Back in 2011, Genoa was battered by a similar flooding incident. The very same water courses which caused the problems in 2011 were responsible for the 2014 flood chaos. What has come to light is that public works designed to prevent a repeat of the 2011 incident have been on hold for three years. Blame for the delays is being laid at the foot of magistrates and Italy’s TAR administrative tribunals, a type of court which monitors administrative irregularities and can block works until problems have been sorted out.
Obviously in the Genoa case, the problems identified by the TAR weren’t dealt with promptly hence the huge delays in the start of the flood prevention works. Italy’s nightmarishly complex bureaucracy strikes once again and cost one life, that’s not to mention the damage to local businesses, again, and the destruction of many cars and motorbikes, once more. Current estimates state that sorting out mud covered Genoa is likely to cost in the region of €200 million – the estimate does not include the cost of the flood prevention works.
Italy is experiencing one of the worst economic crises in the nation’s history and businesses in Genoa which are already finding the going tough may find it very hard indeed to recover from this, by all accounts, preventable, disaster. It’s no wonder the city’s inhabitants are unhappy.
Some of Italy’s media are claiming that blame for the latest Genoa flood disaster can be laid squarely at the feet of Italy’s management. While local level administrators do not appear to have done their jobs, questions will be asked as to just why national level administrators had not been monitoring the Genoa situation. And why didn’t Italy’s exceedingly well paid national politicians tell the people in Genoa to pull their fingers out?
Unsurprisingly there have been calls for Genoa’s mayor to resign. He is said to be considering this option. Other heads should roll too but probably won’t.
The Genoa flooding incident is a classic example of Italian political mismanagement. Something should have changed after 2011 but it did not. Indeed, something should have been done long before 2011 but it was not. Something should change after the 2014 incident but knowing Italy, it will not.
Note too that the very same people who should have kept Genoa on its toes and got the flood prevention works moving are cobbling together reforms which are supposed to save Italy from economic ruin. Are these people up to the job? The Genoa situation suggests they are not.

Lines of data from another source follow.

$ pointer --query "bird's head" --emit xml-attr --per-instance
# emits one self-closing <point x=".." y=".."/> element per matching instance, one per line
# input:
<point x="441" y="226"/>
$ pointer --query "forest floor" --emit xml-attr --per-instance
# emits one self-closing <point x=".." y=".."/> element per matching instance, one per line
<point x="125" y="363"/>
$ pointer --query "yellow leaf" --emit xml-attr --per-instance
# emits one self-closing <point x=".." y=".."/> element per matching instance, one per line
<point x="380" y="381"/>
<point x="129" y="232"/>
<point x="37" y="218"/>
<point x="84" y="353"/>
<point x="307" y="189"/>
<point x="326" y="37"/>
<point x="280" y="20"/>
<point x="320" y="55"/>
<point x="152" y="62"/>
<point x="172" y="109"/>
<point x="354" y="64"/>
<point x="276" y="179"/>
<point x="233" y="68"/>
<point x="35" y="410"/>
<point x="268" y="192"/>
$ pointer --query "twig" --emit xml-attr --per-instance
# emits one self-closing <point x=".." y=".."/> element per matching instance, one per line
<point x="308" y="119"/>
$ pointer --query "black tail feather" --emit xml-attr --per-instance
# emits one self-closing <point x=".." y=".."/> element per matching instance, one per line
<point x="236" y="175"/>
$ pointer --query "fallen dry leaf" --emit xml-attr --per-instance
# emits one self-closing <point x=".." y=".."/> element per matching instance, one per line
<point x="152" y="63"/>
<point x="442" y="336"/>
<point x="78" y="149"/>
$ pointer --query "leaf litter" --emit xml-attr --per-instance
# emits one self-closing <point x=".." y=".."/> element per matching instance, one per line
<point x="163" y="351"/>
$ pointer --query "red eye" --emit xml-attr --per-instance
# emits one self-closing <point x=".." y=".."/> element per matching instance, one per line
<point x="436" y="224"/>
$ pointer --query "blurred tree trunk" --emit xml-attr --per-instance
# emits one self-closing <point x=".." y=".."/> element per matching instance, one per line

Expect another major flooding incident to hit Genoa, yet again, in a few years or so – then again, the flooding could happen once again in mere hours from now.
The Mud Angels of Genoa
To round off on a more positive note, thousands of volunteers have descended upon Genoa to help with the clean up campaign. These people have been christened ‘mud angels’ by Italy’s media. They organised themselves and appear to be far better at crisis management than the legions of supposedly professional managers who, had they done their jobs properly, could have helped prevent the flooding in the first place or at least could have minimized its effects.